Kelly referenced the Nick Foles-for-Sam Bradford trade as an example of the right way to handle things.

"When we traded for Sam, it was a great situation," Kelly said. "Jeff (Fisher, Rams coach) and me were both on the phone together and said, 'All right, when are you going to make the call? Let's call now. When we're done with our phone calls with our players, text each other.' He texted me that he was done (talking to Bradford). I texted him that I was done (talking to Foles). I then called Sam and he then called Nick. That's the way it should've been done.

"It wasn't handled that way with LeSean. I understand why he's not happy about it. And he should not be happy about it. And I apologize for that. It didn't happen the right way."

Which brings us back to McCoy's Wednesday comments about not wanting to shake Kelly's hand.

"I understand where he's coming from," the Eagles coach said. "If he doesn't want to shake my hand, I understand that. But I will always shake his hand. If he extends his hand to me, I will always shake it.

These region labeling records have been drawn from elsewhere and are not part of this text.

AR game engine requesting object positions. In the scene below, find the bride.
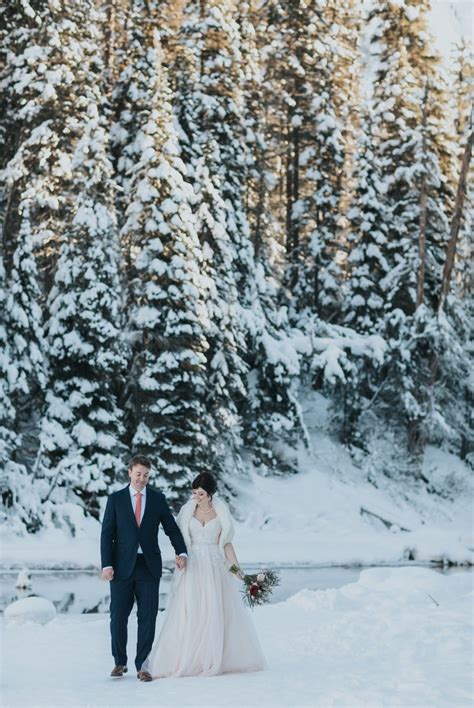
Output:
[142,472,266,678]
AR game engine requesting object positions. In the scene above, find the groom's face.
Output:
[128,465,150,492]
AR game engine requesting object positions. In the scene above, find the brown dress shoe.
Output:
[137,671,153,681]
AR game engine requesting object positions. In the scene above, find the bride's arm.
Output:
[224,543,244,580]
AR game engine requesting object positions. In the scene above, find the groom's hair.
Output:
[128,455,151,470]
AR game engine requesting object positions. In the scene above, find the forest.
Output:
[0,0,474,533]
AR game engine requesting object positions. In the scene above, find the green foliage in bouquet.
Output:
[229,564,280,608]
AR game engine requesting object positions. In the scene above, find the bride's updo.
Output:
[191,472,217,499]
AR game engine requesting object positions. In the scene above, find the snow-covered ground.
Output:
[1,568,473,708]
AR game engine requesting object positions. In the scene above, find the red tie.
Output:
[135,492,142,526]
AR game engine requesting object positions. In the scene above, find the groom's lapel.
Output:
[140,487,155,526]
[122,485,136,526]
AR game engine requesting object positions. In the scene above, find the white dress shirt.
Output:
[128,485,146,553]
[102,484,188,570]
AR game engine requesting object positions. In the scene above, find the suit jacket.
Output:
[100,485,186,580]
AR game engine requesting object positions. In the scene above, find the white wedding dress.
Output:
[142,516,266,678]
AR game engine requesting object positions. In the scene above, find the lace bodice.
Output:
[189,516,222,546]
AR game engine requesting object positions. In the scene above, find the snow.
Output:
[0,568,473,708]
[4,597,56,624]
[1,426,474,570]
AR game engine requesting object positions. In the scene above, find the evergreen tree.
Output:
[349,0,462,464]
[176,2,301,476]
[33,3,128,523]
[123,30,214,502]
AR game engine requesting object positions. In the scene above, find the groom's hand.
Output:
[102,568,114,581]
[176,556,187,570]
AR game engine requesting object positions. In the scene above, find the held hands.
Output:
[102,568,114,581]
[176,556,187,570]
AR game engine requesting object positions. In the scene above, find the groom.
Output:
[100,455,187,681]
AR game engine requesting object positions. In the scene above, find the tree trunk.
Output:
[438,131,474,312]
[416,82,428,309]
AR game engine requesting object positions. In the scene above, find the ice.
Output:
[1,568,473,708]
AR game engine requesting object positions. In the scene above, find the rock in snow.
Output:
[4,597,56,624]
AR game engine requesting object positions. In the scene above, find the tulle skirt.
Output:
[142,544,266,678]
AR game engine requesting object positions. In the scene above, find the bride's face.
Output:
[193,487,211,504]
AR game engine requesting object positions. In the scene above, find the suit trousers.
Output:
[110,553,160,671]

I have great respect for him as a player.

"Everything we asked him to do here, he did. He was an outstanding football player for (Kelly's) two years here. The only reason he isn't still here is because the (cap) money was too high. He's still a really good football player, and we're going to have our hands full when we play him this week."

Kelly said trading McCoy for linebacker Kiko Alonso had nothing to do with his ability or his willingness to "buy in" to Kelly's program.

He said it was strictly about money. More specifically, salary cap money.

"I think we did the right thing at the time," he said. "We traded an outstanding running back for a linebacker. But we also traded $700,000 (Alonso's 2016 cap number) for $11.9 million (McCoy's).

"With all of these situations, there's money involved. And one of the things we had, we had a lot of players who were older that were at the end of their contracts and getting paid big money. That's one of the things in this league. Sometimes a guy signs a four-year, $45 million contract. But it's (really) two years with $16 million guaranteed and the rest isn't. The back-end years are really high, so you have to make decisions on what you're going to do when a guy gets to those unguaranteed years.

"However you look at it, whether it gave us an opportunity to get somebody defensively with that extra money or free up money to help us get Sam, it was a tough decision.

"With all of those guys that we let go last year that were integral to my first two years here, those decisions were made (because of) money. Those decisions weren't made because we don't think they aren't good football players or because we don't think they're good people. I think people kind of forget that.

"We have three running backs this year whose salary-cap hit for us is $11.1 million. (With McCoy), we had one guy making $11.9 million. We just had to make a decision could we get by or can we handle this a different way."

McCoy has said he would've been willing to restructure his contract so that his salary-cap number this year would've been lower. But Kelly said Thursday that McCoy's agent, Drew Rosenhaus, told the team that neither he nor his client was interested in redoing his deal.

"That's not what his agent told us," Kelly said. "That was not the conversation we had with his agent."